Wednesday, November 25, 2009
Another southern town
Leaving Charleston it was a short trip to Savannah Ga. This trip along the southeast coast was an eye opener for us, as this was the first time we had been this far east. The coastal swamps and marshes were surprising along with all the water we passed over by the many bridges. We followed US 12 as far as we could and then US 17. Everything on this trip seemed a lot closer, as our trip last winter covered TX and AZ. Charleston and Savannah are very close together and when you look at a map Savannah is about as far northeast in Georgia as you can get.Savannah and Charleston, along with many other southern coastal towns were founded by the shipowner merchants. They made their first fortunes shipping goods and slaves from overseas. This was hard work so they then went on to become plantation owners as this was seen as a step up and they could sort of retire and show off their wealth. Savannah is more of a coastal town with a water front that has many old cotton warehouses with cobblestone streets and foundations that have been turned into shops and restaurants and other unique places. Charleston was built in the old tradition of getting as much as possible in as little space where Savannah's historic district has 22 squares with many statues honoring the city's founders. Both have many beautiful old houses with many of them open as museums and showplaces.

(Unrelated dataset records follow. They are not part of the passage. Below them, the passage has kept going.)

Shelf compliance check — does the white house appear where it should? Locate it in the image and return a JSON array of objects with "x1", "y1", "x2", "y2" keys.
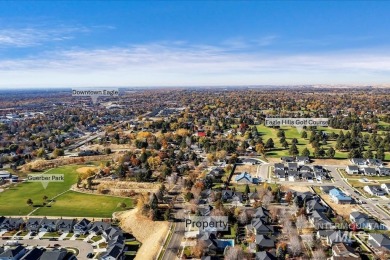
[
  {"x1": 363, "y1": 185, "x2": 387, "y2": 196},
  {"x1": 345, "y1": 165, "x2": 359, "y2": 174},
  {"x1": 381, "y1": 183, "x2": 390, "y2": 194}
]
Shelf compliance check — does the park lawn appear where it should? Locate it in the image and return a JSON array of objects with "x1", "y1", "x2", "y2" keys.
[
  {"x1": 256, "y1": 125, "x2": 390, "y2": 161},
  {"x1": 34, "y1": 191, "x2": 133, "y2": 218},
  {"x1": 0, "y1": 165, "x2": 80, "y2": 215}
]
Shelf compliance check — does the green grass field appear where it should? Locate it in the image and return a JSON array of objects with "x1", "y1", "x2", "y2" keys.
[
  {"x1": 256, "y1": 125, "x2": 390, "y2": 161},
  {"x1": 0, "y1": 165, "x2": 132, "y2": 217},
  {"x1": 0, "y1": 165, "x2": 80, "y2": 215}
]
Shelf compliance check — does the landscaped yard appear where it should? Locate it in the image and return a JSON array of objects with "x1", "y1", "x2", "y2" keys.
[{"x1": 0, "y1": 165, "x2": 133, "y2": 218}]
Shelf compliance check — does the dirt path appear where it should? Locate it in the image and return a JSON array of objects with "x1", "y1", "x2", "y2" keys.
[{"x1": 117, "y1": 209, "x2": 169, "y2": 260}]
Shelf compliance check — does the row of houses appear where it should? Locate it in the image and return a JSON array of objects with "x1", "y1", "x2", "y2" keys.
[
  {"x1": 274, "y1": 162, "x2": 329, "y2": 182},
  {"x1": 0, "y1": 217, "x2": 127, "y2": 260},
  {"x1": 363, "y1": 183, "x2": 390, "y2": 197},
  {"x1": 0, "y1": 245, "x2": 69, "y2": 260},
  {"x1": 350, "y1": 158, "x2": 383, "y2": 167},
  {"x1": 345, "y1": 165, "x2": 390, "y2": 176}
]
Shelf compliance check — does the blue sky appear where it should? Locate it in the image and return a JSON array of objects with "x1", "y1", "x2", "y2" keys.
[{"x1": 0, "y1": 1, "x2": 390, "y2": 88}]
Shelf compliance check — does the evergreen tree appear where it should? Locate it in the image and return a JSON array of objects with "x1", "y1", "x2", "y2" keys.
[
  {"x1": 288, "y1": 144, "x2": 299, "y2": 156},
  {"x1": 301, "y1": 147, "x2": 310, "y2": 157},
  {"x1": 326, "y1": 147, "x2": 336, "y2": 158}
]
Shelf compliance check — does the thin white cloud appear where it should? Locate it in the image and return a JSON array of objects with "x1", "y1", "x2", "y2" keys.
[
  {"x1": 0, "y1": 26, "x2": 89, "y2": 48},
  {"x1": 0, "y1": 42, "x2": 390, "y2": 87}
]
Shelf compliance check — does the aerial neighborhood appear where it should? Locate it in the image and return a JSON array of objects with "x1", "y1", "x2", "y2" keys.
[{"x1": 0, "y1": 88, "x2": 390, "y2": 260}]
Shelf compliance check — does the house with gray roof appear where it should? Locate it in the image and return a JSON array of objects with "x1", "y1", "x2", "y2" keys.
[
  {"x1": 367, "y1": 233, "x2": 390, "y2": 250},
  {"x1": 345, "y1": 165, "x2": 359, "y2": 175}
]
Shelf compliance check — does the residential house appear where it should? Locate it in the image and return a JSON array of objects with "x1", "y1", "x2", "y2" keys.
[
  {"x1": 363, "y1": 167, "x2": 377, "y2": 176},
  {"x1": 232, "y1": 192, "x2": 244, "y2": 206},
  {"x1": 245, "y1": 218, "x2": 274, "y2": 235},
  {"x1": 235, "y1": 172, "x2": 259, "y2": 184},
  {"x1": 376, "y1": 167, "x2": 390, "y2": 176},
  {"x1": 255, "y1": 235, "x2": 275, "y2": 250},
  {"x1": 363, "y1": 185, "x2": 387, "y2": 196},
  {"x1": 351, "y1": 158, "x2": 367, "y2": 166},
  {"x1": 306, "y1": 199, "x2": 328, "y2": 214},
  {"x1": 331, "y1": 243, "x2": 361, "y2": 260},
  {"x1": 345, "y1": 165, "x2": 359, "y2": 174},
  {"x1": 73, "y1": 218, "x2": 91, "y2": 235},
  {"x1": 299, "y1": 165, "x2": 311, "y2": 173},
  {"x1": 88, "y1": 221, "x2": 111, "y2": 235},
  {"x1": 255, "y1": 251, "x2": 278, "y2": 260},
  {"x1": 295, "y1": 156, "x2": 310, "y2": 165},
  {"x1": 56, "y1": 219, "x2": 76, "y2": 233},
  {"x1": 99, "y1": 245, "x2": 123, "y2": 260},
  {"x1": 248, "y1": 192, "x2": 260, "y2": 203},
  {"x1": 316, "y1": 229, "x2": 334, "y2": 240},
  {"x1": 0, "y1": 217, "x2": 24, "y2": 231},
  {"x1": 275, "y1": 163, "x2": 285, "y2": 171},
  {"x1": 308, "y1": 210, "x2": 334, "y2": 229},
  {"x1": 102, "y1": 225, "x2": 123, "y2": 241},
  {"x1": 221, "y1": 190, "x2": 234, "y2": 201},
  {"x1": 39, "y1": 248, "x2": 68, "y2": 260},
  {"x1": 381, "y1": 183, "x2": 390, "y2": 194},
  {"x1": 326, "y1": 230, "x2": 352, "y2": 246},
  {"x1": 349, "y1": 211, "x2": 369, "y2": 223},
  {"x1": 26, "y1": 218, "x2": 42, "y2": 233},
  {"x1": 367, "y1": 233, "x2": 390, "y2": 250},
  {"x1": 287, "y1": 171, "x2": 299, "y2": 181},
  {"x1": 349, "y1": 211, "x2": 386, "y2": 230},
  {"x1": 367, "y1": 159, "x2": 383, "y2": 167},
  {"x1": 39, "y1": 218, "x2": 58, "y2": 232},
  {"x1": 329, "y1": 188, "x2": 352, "y2": 204},
  {"x1": 20, "y1": 247, "x2": 45, "y2": 260},
  {"x1": 275, "y1": 169, "x2": 288, "y2": 181},
  {"x1": 280, "y1": 156, "x2": 295, "y2": 163},
  {"x1": 252, "y1": 207, "x2": 271, "y2": 223},
  {"x1": 242, "y1": 158, "x2": 261, "y2": 165},
  {"x1": 320, "y1": 186, "x2": 335, "y2": 194},
  {"x1": 0, "y1": 246, "x2": 27, "y2": 260},
  {"x1": 287, "y1": 163, "x2": 298, "y2": 171},
  {"x1": 302, "y1": 172, "x2": 314, "y2": 182}
]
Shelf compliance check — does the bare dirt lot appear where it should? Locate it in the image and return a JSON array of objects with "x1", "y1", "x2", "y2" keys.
[
  {"x1": 285, "y1": 185, "x2": 311, "y2": 192},
  {"x1": 76, "y1": 166, "x2": 98, "y2": 174},
  {"x1": 117, "y1": 209, "x2": 169, "y2": 260}
]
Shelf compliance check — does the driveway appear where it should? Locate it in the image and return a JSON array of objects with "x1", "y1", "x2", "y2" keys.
[
  {"x1": 69, "y1": 234, "x2": 77, "y2": 241},
  {"x1": 58, "y1": 233, "x2": 69, "y2": 240},
  {"x1": 0, "y1": 239, "x2": 93, "y2": 260},
  {"x1": 34, "y1": 232, "x2": 46, "y2": 240},
  {"x1": 83, "y1": 234, "x2": 95, "y2": 242},
  {"x1": 23, "y1": 232, "x2": 31, "y2": 239}
]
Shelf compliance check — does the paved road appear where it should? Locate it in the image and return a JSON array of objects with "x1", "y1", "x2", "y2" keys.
[
  {"x1": 266, "y1": 165, "x2": 390, "y2": 227},
  {"x1": 326, "y1": 165, "x2": 390, "y2": 227},
  {"x1": 0, "y1": 239, "x2": 93, "y2": 260},
  {"x1": 162, "y1": 185, "x2": 185, "y2": 260}
]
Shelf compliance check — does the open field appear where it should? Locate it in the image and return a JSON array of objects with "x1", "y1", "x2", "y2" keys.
[
  {"x1": 33, "y1": 191, "x2": 133, "y2": 218},
  {"x1": 0, "y1": 165, "x2": 80, "y2": 215},
  {"x1": 117, "y1": 209, "x2": 169, "y2": 260},
  {"x1": 0, "y1": 165, "x2": 132, "y2": 217}
]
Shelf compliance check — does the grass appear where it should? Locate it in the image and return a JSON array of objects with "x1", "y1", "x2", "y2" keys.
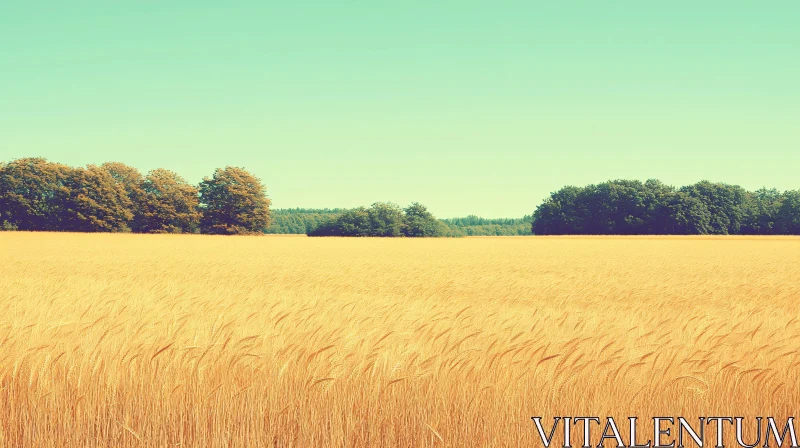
[{"x1": 0, "y1": 232, "x2": 800, "y2": 447}]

The next day we took a trip out to Tybee Island to visit the lighthouse there. The lighthouse and most of the area was developed by the gov't--- first as a lighthouse in 1736 (At 90ft--the tallest building in America ) and lifesaving station and then as Fort Screven for the protection of Savannah. With over 400 yrs of history it is a unique place.The fort and lighthouse was used as training grounds until after WWII and in 1947 sold the the community of Tybee. The area was built also as an escape for the residents of Savannah from the summer heat and became summer residences for many. Access to the area was difficult and a railroad was for many years the only way . There was also a big amusement park that still operated in the 1980's. On the way back we stopped at the Crab Shack, a local oddity restaurant that was recommended by a guy at the Ga welcome center.. we found it a fun place with good food.